Punahou Sets Sail

Newest Co-ed Sport on Right Tack

Department: Athletics

By Jeff Meister

As spring brings the sounds of feet sprinting on the track and balls cracking against baseball bats on campus, a much newer spring sport is gaining momentum offshore in the waters around Waikiki and Magic Island.

Sailing is the newest sport at Punahou, joining the school and the ILH in 2003. What began as casual conversations between parents and then-Punahou Athletic Director Tom Holden led to serious discussions with Guy Fleming and Scott Melander, the sailing directors of the Waikiki and Hawai'i Yacht Clubs, respectively. The trio presented a proposal that the ILH accepted, making it the only high-school league in the United States to offer sailing as a championship sport.

In the program's first year, about 100 competitors represented nine schools, Punahou among them. Punahou won the ILH championship that year, and has won it every year since.

Today, 14 schools participate in the co-ed sport and the league has added a second varsity division to its already strong varsity and JV divisions.

Punahou's success in the sport doesn't stop with the ILH. Head Coach Tom Pochereva is proud to note that Punahou sailors have gone on to be members of teams at universities like Yale, Harvard, Stanford, USC and UC-Irvine, to name only a few.

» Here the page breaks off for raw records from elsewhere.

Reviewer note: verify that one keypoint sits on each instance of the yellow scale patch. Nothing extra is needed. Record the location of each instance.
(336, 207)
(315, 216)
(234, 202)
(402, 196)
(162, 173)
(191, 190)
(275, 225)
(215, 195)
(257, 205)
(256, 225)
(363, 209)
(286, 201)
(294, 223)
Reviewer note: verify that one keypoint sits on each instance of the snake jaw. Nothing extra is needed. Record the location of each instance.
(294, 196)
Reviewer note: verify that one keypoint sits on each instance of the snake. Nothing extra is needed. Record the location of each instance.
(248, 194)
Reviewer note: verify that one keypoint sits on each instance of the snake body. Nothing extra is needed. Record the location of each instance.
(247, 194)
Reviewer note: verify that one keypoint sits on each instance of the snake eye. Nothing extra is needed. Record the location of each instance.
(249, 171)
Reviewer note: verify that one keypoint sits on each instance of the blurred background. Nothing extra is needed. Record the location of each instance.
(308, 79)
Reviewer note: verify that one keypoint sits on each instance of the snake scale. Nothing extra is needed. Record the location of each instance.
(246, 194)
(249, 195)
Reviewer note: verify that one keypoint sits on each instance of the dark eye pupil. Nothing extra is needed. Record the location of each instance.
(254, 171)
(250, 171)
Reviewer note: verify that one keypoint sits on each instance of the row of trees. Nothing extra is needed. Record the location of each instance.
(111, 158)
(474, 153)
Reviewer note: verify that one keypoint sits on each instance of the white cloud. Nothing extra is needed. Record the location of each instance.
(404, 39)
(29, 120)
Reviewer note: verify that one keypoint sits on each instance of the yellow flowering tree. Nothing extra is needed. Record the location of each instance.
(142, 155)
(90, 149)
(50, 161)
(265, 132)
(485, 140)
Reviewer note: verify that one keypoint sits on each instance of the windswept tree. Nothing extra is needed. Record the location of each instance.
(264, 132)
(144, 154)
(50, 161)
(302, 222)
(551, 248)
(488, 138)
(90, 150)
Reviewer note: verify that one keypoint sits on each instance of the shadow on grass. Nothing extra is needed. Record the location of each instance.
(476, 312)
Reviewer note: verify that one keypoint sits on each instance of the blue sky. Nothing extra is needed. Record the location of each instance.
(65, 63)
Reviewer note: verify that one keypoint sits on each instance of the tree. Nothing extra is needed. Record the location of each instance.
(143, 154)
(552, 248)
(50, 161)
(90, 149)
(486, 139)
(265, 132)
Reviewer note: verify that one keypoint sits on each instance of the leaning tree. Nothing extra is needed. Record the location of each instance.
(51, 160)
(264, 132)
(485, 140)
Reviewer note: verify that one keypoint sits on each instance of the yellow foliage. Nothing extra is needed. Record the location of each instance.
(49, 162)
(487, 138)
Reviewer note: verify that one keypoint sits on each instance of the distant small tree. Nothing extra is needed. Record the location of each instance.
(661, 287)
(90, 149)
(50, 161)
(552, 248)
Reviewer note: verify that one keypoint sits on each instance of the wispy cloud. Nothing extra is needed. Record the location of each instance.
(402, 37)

"Sailing teaches the kids an awful lot," says Pochereva, stressing the discipline and focus involved. "You have to have 100 percent focus on what the wind is doing, what the water is doing, what your competition is doing," he says, explaining that the wind can suddenly shift direction. "The kids learn a tremendous amount of skills and discipline. When you're out there, you're in your vessel so you're your own commander.

You make all your decisions on how that boat performs, where it goes, when it goes, how you tack it," Pochereva says. "The kids tend to be very bright students."

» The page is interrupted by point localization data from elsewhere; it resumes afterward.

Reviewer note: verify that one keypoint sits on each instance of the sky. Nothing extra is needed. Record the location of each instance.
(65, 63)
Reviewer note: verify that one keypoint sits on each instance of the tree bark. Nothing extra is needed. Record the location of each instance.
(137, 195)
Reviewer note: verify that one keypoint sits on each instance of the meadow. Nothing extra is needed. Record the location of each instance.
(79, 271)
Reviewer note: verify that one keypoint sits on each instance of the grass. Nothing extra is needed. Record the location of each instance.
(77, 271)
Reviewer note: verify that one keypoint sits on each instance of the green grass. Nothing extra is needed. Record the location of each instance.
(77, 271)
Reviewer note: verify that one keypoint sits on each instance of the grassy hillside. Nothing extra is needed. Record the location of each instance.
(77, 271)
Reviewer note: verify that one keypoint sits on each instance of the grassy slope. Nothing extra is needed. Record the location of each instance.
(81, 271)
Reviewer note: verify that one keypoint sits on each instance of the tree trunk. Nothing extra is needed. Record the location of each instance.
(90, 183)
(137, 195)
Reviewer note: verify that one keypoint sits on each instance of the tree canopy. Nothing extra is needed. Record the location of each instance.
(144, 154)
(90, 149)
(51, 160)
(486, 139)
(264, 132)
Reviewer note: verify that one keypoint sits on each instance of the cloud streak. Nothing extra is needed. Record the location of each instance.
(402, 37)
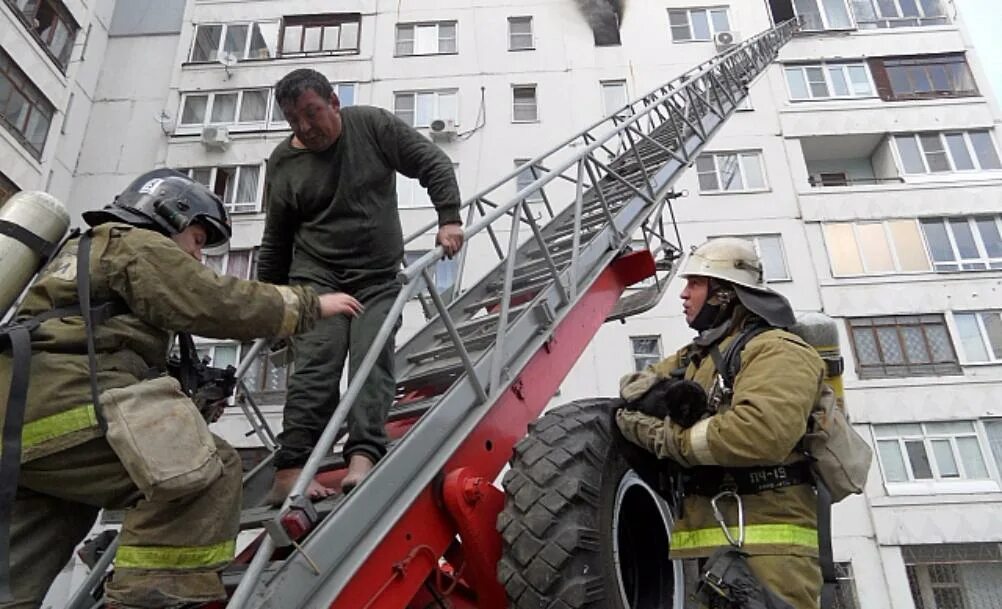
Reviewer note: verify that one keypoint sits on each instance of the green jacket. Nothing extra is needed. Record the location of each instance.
(165, 290)
(779, 382)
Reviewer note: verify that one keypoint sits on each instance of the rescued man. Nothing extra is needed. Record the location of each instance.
(332, 222)
(749, 432)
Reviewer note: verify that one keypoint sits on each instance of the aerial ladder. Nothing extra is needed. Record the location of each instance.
(428, 528)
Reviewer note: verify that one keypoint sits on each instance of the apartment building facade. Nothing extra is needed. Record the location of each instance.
(865, 166)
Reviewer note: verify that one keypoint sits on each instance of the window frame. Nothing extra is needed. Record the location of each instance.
(535, 102)
(826, 68)
(322, 21)
(532, 33)
(414, 25)
(740, 165)
(906, 370)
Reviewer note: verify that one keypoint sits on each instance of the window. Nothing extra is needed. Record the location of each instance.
(929, 76)
(332, 34)
(426, 38)
(524, 103)
(964, 243)
(877, 247)
(51, 24)
(873, 14)
(950, 450)
(902, 346)
(730, 172)
(697, 24)
(526, 177)
(239, 263)
(420, 108)
(614, 96)
(238, 186)
(819, 15)
(947, 152)
(829, 81)
(646, 351)
(24, 111)
(520, 36)
(770, 249)
(212, 41)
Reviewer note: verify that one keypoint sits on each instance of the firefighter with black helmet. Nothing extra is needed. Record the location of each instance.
(144, 266)
(746, 484)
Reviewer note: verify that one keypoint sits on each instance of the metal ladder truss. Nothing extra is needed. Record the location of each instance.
(468, 359)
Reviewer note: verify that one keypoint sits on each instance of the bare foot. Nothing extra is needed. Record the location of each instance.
(359, 467)
(284, 482)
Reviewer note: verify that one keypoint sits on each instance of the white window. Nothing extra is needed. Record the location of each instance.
(878, 247)
(931, 452)
(829, 81)
(771, 251)
(420, 108)
(526, 177)
(238, 186)
(823, 14)
(646, 351)
(688, 24)
(964, 243)
(980, 336)
(524, 107)
(947, 152)
(426, 38)
(614, 96)
(520, 36)
(213, 41)
(730, 172)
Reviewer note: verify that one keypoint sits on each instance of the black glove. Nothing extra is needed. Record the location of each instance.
(684, 402)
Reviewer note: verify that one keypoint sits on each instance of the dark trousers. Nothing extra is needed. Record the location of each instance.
(314, 387)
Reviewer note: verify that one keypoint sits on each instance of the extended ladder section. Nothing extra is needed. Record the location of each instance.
(469, 359)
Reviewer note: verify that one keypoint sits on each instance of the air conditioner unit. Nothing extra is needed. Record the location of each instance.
(725, 40)
(215, 136)
(443, 129)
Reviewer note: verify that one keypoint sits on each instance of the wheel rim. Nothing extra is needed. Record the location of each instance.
(641, 526)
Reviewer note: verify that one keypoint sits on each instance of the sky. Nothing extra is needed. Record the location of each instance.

In the waters around Magic Island most late afternoons, two-person sailboat teams practice racing and tipping over and they generally have a great time while working hard. The competitors are a close-knit group, supportive of each other while remaining competitive. "Everyone knows each other," says Tahnee Allman '08, a four-time team member. "We're all really competitive during the race, but afterwards we're all still friends."

The season begins with tryouts in mid-February. "Our tryouts are tough. Because of our compressed season, you need to be pretty fit," says Pochereva, adding that 21 athletes tried out for eight varsity and eight JV spots on the team this season. "We test their skills, run them through races and then rank them," he says. "We rotate them through and everyone gets a look."

With tryouts behind them, Pochereva and his assistant, Jessica Eisold, immediately begin practices for the 12 regattas held in the spring. A regatta consists of three to five races that begin at 4 p.m. and continue until dark. Varsity I races are held in the open ocean and usually involve 17 to 20 boats. Varsity II races, in which Punahou does not compete, are held in the calmer waters of the Ala Moana basin and contain fewer boats, as each school is permitted just one boat. JV races are also held inside the basin with 20 to 25 boats.

Sailing is one of the few sports to have mixed-gender crews. Two athletes are on each boat - the skipper and a crewmember. The skipper's role is to steer the boat. "The skipper needs to have good skills and experience," says Pochereva. The crewmember's job, meanwhile, is to work with the skipper and to communicate race and wind conditions. Working together is vital to the boat's success, he says.

Different strategies go into choosing who sails together. "We select our combinations based on the conditions," says Pochereva. "The wind dictates a lot of what we do and we try to get good match-ups."

Pochereva advises students who want to get involved in the sailing to begin with Introduction to Sailing, a class offered every summer through Punahou Summer School. He also recommends joining one of the yacht club programs.

Three-time team member Kathleen '10 has been sailing since she was 7, first at the Kane'ohe Marine Corps Base, then the Kane'ohe Yacht Club before joining the Punahou team as a freshman.

"Sailing has helped me realize that Mother Nature is always bigger and greater than you. You should never underestimate the possibilities of nature," says Kathleen. She said these lessons apply to everyday life. "If a wind shift gets thrown at you, you can't keep sailing in the same direction. You've got to change your direction and work with what you got. If you think of that metaphorically, it's pretty cool."